City Council votes to continue discussion of organizational study
WILLMAR -- The Willmar City Council voted Monday evening at a special meeting to continue discussing a consultant's recommendations for reorganizing city operations.
Council member Bruce DeBlieck asked if the final report on the organizational review by consultant Richard Fursman of Brimeyer Fursman of Maplewood would be referred to a committee or lay on the table.
City Administrator Charlene Stevens said the council decides how to move forward with the report.
Council members Audrey Nelsen and Denis Anderson said the issue was big enough to involve the entire council and the council should schedule another work session and come to some conclusions.
Nelsen offered a motion, seconded by Anderson and DeBlieck, to have another work session on the report, and the motion carried. Other council members present Monday were Ron Christianson, Rick Fagerlie, Jim Dokken and Tim Johnson. Steve Ahmann was absent.
In his final report, Fursman recommended an option for dealing with internal services. Fursman defines internal services as services primarily delivered by city employees to augment the efforts of services delivered to the public.
Fursman said he first addressed the need for hiring a city engineer in his preliminary report in May because the absence of an engineer is "causing so much pain in the city right now.''
The position has been held open for months until a decision is reached on the organizational study.
Fursman said the city desperately needs a city engineer and engineering technician. He said the city should fully staff the engineering department to where it will be functional or not have an engineering department at all.
The engineer would not be in charge of public works, as the position is now, but would become part of a six-member team that includes planning and zoning, wastewater treatment, public works, and facilities maintenance, all reporting to a community services director.
Christianson said he supports hiring an engineer and assistant engineer. He said the council budgeted for an engineer, and he said the department brings in revenue with a 15 percent fee on developments.
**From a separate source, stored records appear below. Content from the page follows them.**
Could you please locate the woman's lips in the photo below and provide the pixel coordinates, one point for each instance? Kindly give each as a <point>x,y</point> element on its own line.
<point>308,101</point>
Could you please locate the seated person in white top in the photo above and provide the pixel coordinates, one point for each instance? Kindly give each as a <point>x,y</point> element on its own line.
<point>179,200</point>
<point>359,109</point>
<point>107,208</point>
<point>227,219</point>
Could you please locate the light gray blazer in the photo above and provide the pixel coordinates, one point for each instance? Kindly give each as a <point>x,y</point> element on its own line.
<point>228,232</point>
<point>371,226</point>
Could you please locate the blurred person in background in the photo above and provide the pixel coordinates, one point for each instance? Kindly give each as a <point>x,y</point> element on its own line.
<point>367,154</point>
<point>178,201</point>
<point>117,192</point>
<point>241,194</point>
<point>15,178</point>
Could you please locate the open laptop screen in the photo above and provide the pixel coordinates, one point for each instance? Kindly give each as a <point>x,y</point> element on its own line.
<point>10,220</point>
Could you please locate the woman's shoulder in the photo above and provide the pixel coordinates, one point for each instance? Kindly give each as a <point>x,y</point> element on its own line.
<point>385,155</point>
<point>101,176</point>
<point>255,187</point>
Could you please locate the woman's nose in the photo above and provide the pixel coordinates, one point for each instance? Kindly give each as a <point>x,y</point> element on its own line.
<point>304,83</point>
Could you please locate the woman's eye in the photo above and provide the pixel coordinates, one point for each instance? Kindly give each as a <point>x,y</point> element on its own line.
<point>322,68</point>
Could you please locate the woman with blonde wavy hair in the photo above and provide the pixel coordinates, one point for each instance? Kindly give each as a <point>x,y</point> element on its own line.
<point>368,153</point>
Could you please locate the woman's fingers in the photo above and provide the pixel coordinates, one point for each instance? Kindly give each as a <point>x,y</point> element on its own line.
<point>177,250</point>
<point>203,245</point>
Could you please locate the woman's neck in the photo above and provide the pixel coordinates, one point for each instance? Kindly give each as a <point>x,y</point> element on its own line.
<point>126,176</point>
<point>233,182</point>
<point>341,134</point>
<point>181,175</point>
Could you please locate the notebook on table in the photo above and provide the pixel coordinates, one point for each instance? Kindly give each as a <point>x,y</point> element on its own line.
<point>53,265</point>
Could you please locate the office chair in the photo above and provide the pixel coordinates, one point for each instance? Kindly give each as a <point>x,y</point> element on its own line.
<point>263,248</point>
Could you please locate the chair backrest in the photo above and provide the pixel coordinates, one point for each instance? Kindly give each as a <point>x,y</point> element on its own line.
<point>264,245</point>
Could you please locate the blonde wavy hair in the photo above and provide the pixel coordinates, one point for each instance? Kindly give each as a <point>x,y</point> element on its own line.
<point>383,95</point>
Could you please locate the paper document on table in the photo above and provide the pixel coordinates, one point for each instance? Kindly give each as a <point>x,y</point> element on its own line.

He also said the city engineer should continue to be in charge of public works. He said the system has worked in the past. He also said the city will continue to contract out some engineering services.
Fursman recommended funneling human resources duties from among the various departments into one HR position. Fursman said he saw no benefit to HR collaboration with other governmental entities because functions were not compatible.
Johnson said it seems like there's always a reason why collaboration was not possible.
"Wouldn't that suggest that as a long-term goal we should be looking at ways to standardize some functions or make them more compatible and eliminate some duplicate services?'' he asked.
Fursman said he explored collaboration possibilities with other agencies.
"If you were building it from scratch and you were under the same HR systems across the board, merging systems would be pretty simple to do. But we're still talking about the volume of work that an individual would be able to handle,'' he said.
Mayor Frank Yanish asked Fursman about a portion of the report that said the relationship between the mayor and city administrator is doing great harm to the organization and the reputation of the city.
Fursman suggested the council look at the structural capacity first.
"I really wanted to make this forward-looking.'' Fursman said. He said the issue raised by Yanish came from comments his team received. "It's not an interpretation. It's a reflection of what we were hearing,'' he said.